Nesya hanya diam tak membalas ucapan Zaver.

"Saya mau pulang. Udah jam enam." Nesya berdiri, Zaver mendongak menatap. "Jangan anterin, saya bisa sendiri."

"Yakin, Bu? Nggak nyasar? Ke jalan utama harus belok-belok dulu. Emang Bu Nesya tau alamat rumah ini kalau mau pesen ojol juga?" tantang Zaver.

"Zaver, di depan ditempel nomor rumah dan jalan ini apa. Mata saya masih sehat, bisa lihat jelas, jadi nggak usah anterin. Ngerti?!" tegas Nesya lalu keluar dari ruang tamu. Ia berjalan keluar pagar, diikuti Zaver di belakangnya tanpa bersuara.

Nesya memasukan alamat rumah Zaver ke aplikasi ojol, ia tunjukkan layar ponsel ke arah Zaver. "Lihat, bisa kan? Udah deket ojolnya." Senyum penuh kemenangan terlihat di wajah Nesya.

"Lihat, Bu, tapi kenapa Bu Nesya nggak bisa lihat kelakuan suaminya ya? Oh ..., jangan-jangan sengaja butain mata karena ketutup cinta?" Zaver mengusap dagunya sambil tersenyum sinis.
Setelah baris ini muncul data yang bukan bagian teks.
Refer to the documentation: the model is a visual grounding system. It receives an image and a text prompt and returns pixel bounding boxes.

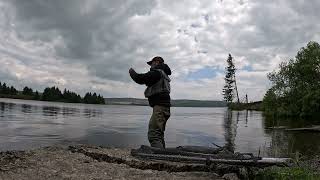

"Gini, ya," jeda Nesya seraya bersedekap. "Sadar kan kamu masih kecil. Belum lulus SMA. Belum kuliah. Zaver ... dengerin saya. Nanti di kampus, kamu pasti ketemu sama perempuan yang jauhhh ... lebih baik dari saya. Udah, nggak perlu kamu usaha keras buat bikin saya tertarik sama kamu. Fokus sekolah dan kuliah. Buat keluarga juga diri kamu bangga jadi dokter. Kamu pasti tau untuk jadi dokter butuh waktu lama sekolah, tujuh sampai delapan tahun, belum lagi kalau mau ambil spesialis. Jangan pusing mikirin saya. Percuma."

Mendengar itu rasanya hati Zaver sakit sekali. Ditolak seperti ini, dengan kalimat yang memang seratus persen benar soal pendidikan tapi nol besar soal perasaannya ke Nesya, membuatnya diam seribu bahasa.

"Kalaupun saya cerai sama Fery, urusan kamu apa?" seringai merendahkan ditunjukkan Nesya. "Saya mau diKDRT apa nggak, nggak perlu kamu pusingin. Perasaan kamu itu ke saya cuma sesaat. Saya yakin nanti, waktu kamu kuliah, akan ketemu seseorang yang memang pantas buat kamu."